The entire trellis system has fallen down in this central Washington organic apple orchard. Inset: Wires have girdled this post. Slipping a steel plate between the wires and wood can help avoid this.
Photos by Geraldine Warner
The needs of today’s trellis systems are not what they were a decade ago. More apple orchards are being planted to high density, and yields have dramatically increased, requiring trellises to be stronger and more supportive.
Trellis systems must support weight today that would have been unimaginable ten years ago. In the past, yields of 40 to 60 bins per acre were the target to achieve. Nowadays, yields are way beyond 50—yields of 100 bins per acre are no longer unthinkable but becoming more common in high-density orchards. Instead of needing to support 40,000 to 60,000 pounds per acre, some trellises are supporting more than 80,000 pounds.
Steve Kuhn, of Wilson Orchard and Vineyard Supply, says he’s heard of yields reaching 105 bins per acre. “That works out to be over 600 pounds of weight per post in your trellis, assuming you are using a V,” he said. Wilson Orchard and Vineyard Supply, headquartered in Yakima, Washington, sells irrigation and other products, including trellis supplies. Wilson does not install trellises, but provides growers with trellis materials.
“We generally get called in on the failures and invited to fix things when something goes wrong with the trellis,” Kuhn said. When a trellis collapses or weakens, a grower has to add more trellis materials to strengthen the system or go in with a whole new plan, he said.
“Growers have learned by trial and error, and we’ve all learned from the mistakes made by others,” Kuhn said, adding that his recommendations are based on collective knowledge of the industry.
He noted that last fall, a Fuji orchard in central Washington had such a heavy yield that the trellis collapsed, with branches, wires, and posts down. “That’s what you want to avoid,” Kuhn said.

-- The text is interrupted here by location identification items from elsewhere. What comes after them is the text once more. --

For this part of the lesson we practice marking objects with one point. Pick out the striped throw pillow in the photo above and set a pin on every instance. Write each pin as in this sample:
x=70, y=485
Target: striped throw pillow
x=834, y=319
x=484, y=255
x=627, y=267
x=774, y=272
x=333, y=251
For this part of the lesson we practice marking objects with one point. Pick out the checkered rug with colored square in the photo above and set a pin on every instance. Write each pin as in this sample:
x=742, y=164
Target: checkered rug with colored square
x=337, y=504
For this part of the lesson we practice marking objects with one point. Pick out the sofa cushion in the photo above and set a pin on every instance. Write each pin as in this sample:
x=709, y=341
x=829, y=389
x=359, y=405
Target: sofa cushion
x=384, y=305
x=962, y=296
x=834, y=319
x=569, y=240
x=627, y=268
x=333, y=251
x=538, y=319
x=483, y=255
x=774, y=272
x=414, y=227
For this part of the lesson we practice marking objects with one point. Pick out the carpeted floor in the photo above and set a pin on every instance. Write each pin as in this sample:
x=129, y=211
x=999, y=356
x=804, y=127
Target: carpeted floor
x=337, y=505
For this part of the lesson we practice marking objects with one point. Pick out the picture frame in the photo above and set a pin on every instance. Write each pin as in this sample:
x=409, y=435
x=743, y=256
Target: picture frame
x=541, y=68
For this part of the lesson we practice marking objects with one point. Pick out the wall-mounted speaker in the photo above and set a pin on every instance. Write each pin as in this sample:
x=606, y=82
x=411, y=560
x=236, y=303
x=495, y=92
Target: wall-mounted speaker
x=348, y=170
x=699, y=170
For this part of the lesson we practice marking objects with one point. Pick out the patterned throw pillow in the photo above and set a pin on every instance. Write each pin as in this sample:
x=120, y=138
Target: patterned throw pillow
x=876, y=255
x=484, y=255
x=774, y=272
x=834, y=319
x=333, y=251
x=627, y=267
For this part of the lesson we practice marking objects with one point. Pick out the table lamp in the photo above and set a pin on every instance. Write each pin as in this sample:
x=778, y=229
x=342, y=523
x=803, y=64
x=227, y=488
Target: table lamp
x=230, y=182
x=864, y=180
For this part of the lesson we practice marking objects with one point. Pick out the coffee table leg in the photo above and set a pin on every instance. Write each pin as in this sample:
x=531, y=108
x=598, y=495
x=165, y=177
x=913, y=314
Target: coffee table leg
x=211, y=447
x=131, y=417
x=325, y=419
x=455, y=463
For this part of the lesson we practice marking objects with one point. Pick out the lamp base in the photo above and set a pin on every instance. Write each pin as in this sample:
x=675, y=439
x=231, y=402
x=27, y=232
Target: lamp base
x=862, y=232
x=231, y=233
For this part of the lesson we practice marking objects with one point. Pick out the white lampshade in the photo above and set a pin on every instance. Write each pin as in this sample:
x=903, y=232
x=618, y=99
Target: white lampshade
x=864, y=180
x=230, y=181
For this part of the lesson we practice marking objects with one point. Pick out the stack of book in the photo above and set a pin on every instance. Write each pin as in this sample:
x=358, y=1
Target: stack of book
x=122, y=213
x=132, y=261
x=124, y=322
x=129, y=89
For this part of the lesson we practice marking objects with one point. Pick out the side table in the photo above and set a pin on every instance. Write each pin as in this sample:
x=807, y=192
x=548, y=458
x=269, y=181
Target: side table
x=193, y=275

As orchards have changed in appearance in tree structure with closer spacings (14-foot rows are now 10 feet) and higher yields, growers must recalibrate their thinking when it comes to trellis materials. Today’s trellis systems require heavier materials and end posts, putting line posts closer together, and using more wire in comparison to trellises of the past.
Also, more clipping options exist than in the past. Clips should hold the trees and branches in place, while still allowing some movement and without causing girdling. Kuhn said using tape to tie branches to wires is not as popular as it once was.
Staples to keep wires attached to line posts should be placed in the center of the wood and driven at an angle so the tips spread to ensure barbs are secured in the wood.
Wrapping wire around the end posts used to be a common way to tie-off wire, he said, but posts can be cut in two by the wrapped wire. He suggests growers use a piece of steel between the post and wires to prevent wires from cutting into the post.
Labor needed to install the trellis is also a consideration. Kuhn estimated that installing the trellis is frequently as expensive as the cost of materials. Growers should take advantage of devices, supplies, and techniques that save labor by being easier to work with or reduce labor during installation. He noted that a new tightening system is available that allows one worker instead of three to tighten or pull wires.
In an effort to reduce installation costs, he said a few Washington growers are experimenting with using steel tubing for support in their V-trellis, keeping the height down and reducing labor costs.